McCreary was part of the public affairs team that pushed to embed journalists in military units, insisting that the face of war should be the troops and that the reality of the danger would lead to more accurate media coverage. He reasoned that if people could not agree on the reason of the war, they could at least unite behind the troops in a show of support for America's sons and daughters. "What better way for people to understand [the issue] than to put the face of the troops as the face of the war, rather than one or two spokesman up on a podium?" he said.

McCreary became the U.S. Navy's Chief of Information in July 2003. As CHINFO, McCreary was responsible for the largest transformation of the Navy's public and internal communications since its inception.
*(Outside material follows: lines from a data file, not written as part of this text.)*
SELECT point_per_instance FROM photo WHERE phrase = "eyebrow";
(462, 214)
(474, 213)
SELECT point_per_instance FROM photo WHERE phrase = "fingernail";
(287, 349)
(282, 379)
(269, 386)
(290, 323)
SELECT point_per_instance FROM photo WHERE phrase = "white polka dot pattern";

He was responsible for creating the Mass Communication Specialist (MC) rating for Navy personnel, combining the skills sets of photographers, journalists, lithographers and illustrator-draftsmen. He also helped lead an overhaul of the Navy's website, revamping its structure and content, and adding new technologies such as podcasts and RSS feeds.

== Post-Navy career ==
After 27 years of service, McCreary retired as a rear admiral in July 2006. He then served as the Director of Communication for the National Counterterrorism Center and U.S. Special Operations Command before becoming the president of Military.com (Military Advantage) in December 2008. Between 2010 and 2012, McCreary oversaw Military Advantage's Affinity Labs operations in Europe whose product manager in London reported to McCreary in the U.S. until it closed in 2012. He was a Vice President of Monster Worldwide between 2010 and 2014.

He now works part-time as an entertainment consultant. He pushes to hire veterans, teaming up with the U.S. Chamber of Commerce, USO, and other organizations to host nationwide job fairs catering to returning vets, seasoned vets, and their spouses. In March 2011, he joined the National Campaign Committee of the Code of Support Foundation, a nonprofit military service organization that raises funds for various troop-support services.

== Personal life ==
McCreary and his wife, Maria Josephina McCreary, have two adult children. They currently live in Florida.